Natürlich bin ich Realist und rechnete damit, dass mir in Straßenbahnen niemand zuhört. Dort werden morgens per Handy auch unverschämt laut Gespräche geführt, die ich nicht hören will. Diese unsäglichen Frühstücksgespräche, die vor Jahren Brauch waren bei Ei, Kaffee, Brötchen und hinter vorgehaltener Zeitung. Dafür scheint in heutigen Einfamilienhäusern offenbar kein Bedarf mehr zu bestehen.
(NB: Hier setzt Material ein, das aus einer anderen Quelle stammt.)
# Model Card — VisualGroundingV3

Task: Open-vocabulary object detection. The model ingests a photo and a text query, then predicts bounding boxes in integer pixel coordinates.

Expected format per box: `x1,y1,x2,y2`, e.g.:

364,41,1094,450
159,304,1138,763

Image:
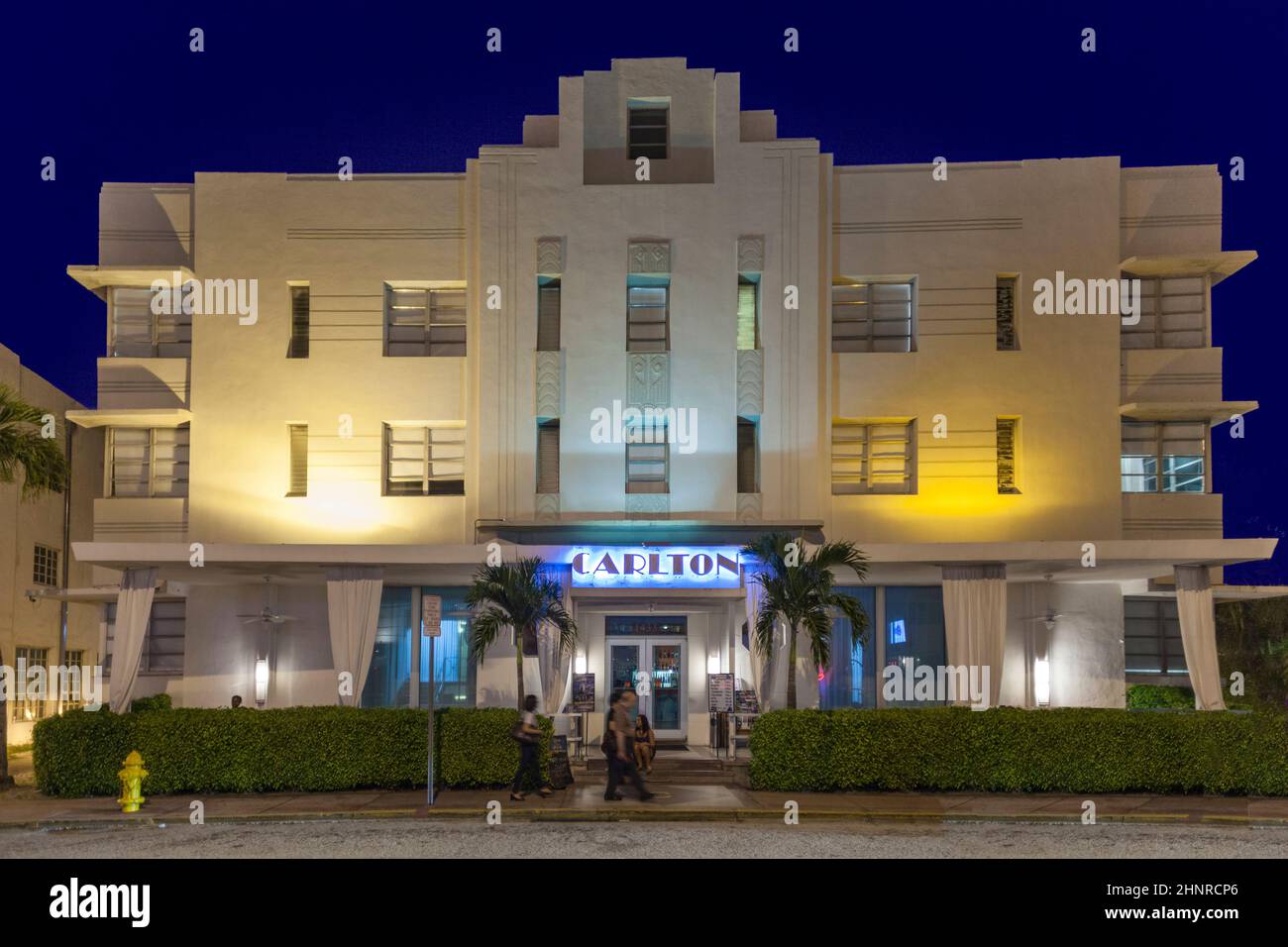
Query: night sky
0,0,1288,583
Damals beim Frühstück habe ich mich wenigstens noch gestritten. Mit Elke. Zumeist um Geld. Als Einzelhändler waren meine Umsätze bescheiden. Aber es reichte für die Raten für unser Haus, ausreichend Essen und Trinken und für einen dreiwöchigen Urlaub pro Jahr an der holländischen Nordsee.
Elke fing bei mir als kaufmännischer Lehrling an. Im Lagerraum kamen wir uns näher. Vor dem Teigwaren-Regal.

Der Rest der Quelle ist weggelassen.